All proceeds to The National Graves Association, Belfast
This book tells a remarkable and tragic story. It is a story of idealism and courage, of comradeship and comradeship betrayed.
The author James McVeigh, himself a former prisoner and IRA leader, who spent over sixteen years in British prisons, tells not just the personal story of Joe McKelvey but the remarkable times in which he lived and perished.
Lieutenant General Joe McKelvey was executed by a Free State firing squad in Mountjoy Prison on the 8th December 1922 at the young age of twenty-four.
Alongside him was three other Republican leaders, Liam Mellows, Rory O’Connor and Richard Barrett, all of them prominent leaders of the anti-treaty IRA.
McKelvey, born in Stewartstown, Co Tyrone, had moved to the Falls Road in Belfast as a young teenager in 1914 on the eve of the First World War. Soon after his arrival he joined Na Fianna Éireann, and soon thereafter the IRA.

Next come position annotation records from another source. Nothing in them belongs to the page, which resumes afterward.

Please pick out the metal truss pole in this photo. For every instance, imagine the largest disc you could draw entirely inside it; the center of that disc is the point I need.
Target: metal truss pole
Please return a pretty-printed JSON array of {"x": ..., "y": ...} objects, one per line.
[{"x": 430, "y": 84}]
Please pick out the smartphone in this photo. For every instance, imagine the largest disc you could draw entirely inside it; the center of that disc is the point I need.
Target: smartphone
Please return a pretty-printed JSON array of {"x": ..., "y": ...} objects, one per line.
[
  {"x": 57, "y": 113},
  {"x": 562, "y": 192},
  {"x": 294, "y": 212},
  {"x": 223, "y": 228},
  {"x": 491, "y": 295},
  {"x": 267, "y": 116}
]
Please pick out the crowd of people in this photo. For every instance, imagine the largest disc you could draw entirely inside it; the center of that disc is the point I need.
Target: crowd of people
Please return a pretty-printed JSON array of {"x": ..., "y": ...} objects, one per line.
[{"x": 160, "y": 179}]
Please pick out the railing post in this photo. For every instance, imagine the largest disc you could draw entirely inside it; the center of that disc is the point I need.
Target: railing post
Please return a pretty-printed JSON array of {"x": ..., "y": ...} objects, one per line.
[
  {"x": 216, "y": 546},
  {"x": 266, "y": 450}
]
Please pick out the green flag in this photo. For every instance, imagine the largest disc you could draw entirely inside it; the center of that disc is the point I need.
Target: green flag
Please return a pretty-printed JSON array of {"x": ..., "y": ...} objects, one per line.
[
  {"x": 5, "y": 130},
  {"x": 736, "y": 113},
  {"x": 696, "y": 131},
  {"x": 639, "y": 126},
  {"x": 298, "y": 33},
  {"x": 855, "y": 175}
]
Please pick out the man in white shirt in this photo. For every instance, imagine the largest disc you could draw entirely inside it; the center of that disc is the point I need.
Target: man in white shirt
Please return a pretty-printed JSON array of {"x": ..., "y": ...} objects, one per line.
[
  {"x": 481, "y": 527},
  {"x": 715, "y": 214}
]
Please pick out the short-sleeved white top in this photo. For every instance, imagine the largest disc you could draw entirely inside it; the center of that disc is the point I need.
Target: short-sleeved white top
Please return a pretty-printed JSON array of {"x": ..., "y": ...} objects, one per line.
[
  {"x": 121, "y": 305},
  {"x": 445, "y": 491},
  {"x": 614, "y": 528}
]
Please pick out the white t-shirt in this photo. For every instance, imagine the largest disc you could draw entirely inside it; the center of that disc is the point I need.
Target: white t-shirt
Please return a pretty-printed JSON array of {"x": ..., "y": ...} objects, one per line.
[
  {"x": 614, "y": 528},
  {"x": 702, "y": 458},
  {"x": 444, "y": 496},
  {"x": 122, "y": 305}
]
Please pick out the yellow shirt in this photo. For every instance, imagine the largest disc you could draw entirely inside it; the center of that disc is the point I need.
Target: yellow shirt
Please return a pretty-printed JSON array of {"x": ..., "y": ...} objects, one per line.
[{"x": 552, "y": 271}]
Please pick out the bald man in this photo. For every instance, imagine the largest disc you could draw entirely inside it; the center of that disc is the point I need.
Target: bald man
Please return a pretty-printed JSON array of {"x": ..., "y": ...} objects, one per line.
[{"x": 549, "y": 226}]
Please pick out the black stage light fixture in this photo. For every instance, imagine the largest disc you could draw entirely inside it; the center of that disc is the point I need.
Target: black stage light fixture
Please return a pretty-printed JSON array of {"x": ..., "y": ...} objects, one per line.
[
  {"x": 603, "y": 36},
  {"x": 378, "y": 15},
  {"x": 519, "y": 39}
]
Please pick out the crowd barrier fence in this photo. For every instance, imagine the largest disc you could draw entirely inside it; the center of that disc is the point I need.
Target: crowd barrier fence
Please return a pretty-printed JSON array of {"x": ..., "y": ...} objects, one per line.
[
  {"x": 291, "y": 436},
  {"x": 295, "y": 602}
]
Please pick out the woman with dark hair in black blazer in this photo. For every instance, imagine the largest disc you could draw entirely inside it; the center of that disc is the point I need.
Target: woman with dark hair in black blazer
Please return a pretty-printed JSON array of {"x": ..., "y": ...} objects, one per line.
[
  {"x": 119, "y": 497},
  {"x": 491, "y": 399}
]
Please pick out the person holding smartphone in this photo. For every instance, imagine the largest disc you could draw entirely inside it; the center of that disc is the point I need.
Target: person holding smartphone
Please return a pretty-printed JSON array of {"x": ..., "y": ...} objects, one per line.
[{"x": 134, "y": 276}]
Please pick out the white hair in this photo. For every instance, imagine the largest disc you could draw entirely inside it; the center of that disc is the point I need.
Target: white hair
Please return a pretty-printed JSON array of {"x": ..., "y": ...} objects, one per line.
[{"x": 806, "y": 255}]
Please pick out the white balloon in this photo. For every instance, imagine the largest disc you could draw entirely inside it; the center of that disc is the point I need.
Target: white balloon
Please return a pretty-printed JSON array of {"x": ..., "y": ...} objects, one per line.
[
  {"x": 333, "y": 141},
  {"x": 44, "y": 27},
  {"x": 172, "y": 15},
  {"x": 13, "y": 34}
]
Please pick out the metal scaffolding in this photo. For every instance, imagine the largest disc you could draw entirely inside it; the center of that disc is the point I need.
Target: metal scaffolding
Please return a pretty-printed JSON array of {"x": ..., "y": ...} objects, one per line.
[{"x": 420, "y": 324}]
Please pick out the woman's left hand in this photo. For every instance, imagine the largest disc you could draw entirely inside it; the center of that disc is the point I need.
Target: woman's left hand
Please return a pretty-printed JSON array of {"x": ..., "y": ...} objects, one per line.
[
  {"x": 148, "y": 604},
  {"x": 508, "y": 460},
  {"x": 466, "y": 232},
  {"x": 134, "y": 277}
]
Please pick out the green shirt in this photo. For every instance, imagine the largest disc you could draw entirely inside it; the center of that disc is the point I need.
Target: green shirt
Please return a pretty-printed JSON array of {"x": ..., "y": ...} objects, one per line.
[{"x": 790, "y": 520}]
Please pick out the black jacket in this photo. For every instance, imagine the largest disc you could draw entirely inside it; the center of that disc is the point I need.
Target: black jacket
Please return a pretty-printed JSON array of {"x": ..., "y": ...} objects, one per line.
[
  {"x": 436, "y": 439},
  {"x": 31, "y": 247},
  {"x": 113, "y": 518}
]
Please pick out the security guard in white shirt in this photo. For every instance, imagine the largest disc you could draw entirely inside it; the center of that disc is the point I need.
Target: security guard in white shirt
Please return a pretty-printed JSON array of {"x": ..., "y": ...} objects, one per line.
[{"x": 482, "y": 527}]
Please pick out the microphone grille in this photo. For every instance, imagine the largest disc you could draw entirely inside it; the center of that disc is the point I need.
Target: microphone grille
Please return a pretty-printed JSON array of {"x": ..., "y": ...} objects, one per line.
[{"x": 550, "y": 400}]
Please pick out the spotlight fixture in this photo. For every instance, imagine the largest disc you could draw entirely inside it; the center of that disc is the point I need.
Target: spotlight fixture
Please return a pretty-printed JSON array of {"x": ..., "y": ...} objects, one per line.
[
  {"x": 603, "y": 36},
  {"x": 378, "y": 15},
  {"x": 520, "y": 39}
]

Joe’s father, a former RIC officer, would choose a different side and enrol in the British army.
Joe rose to prominence in the IRA, eventually becoming O/C of the Third Northern Division during the War of Independence. By the time the first shells fired in the Irish Civil War landed in the Four Courts in Dublin, McKelvey was the Assistant Chief of Staff of the anti-treaty IRA and the Commander of the Four Courts garrison.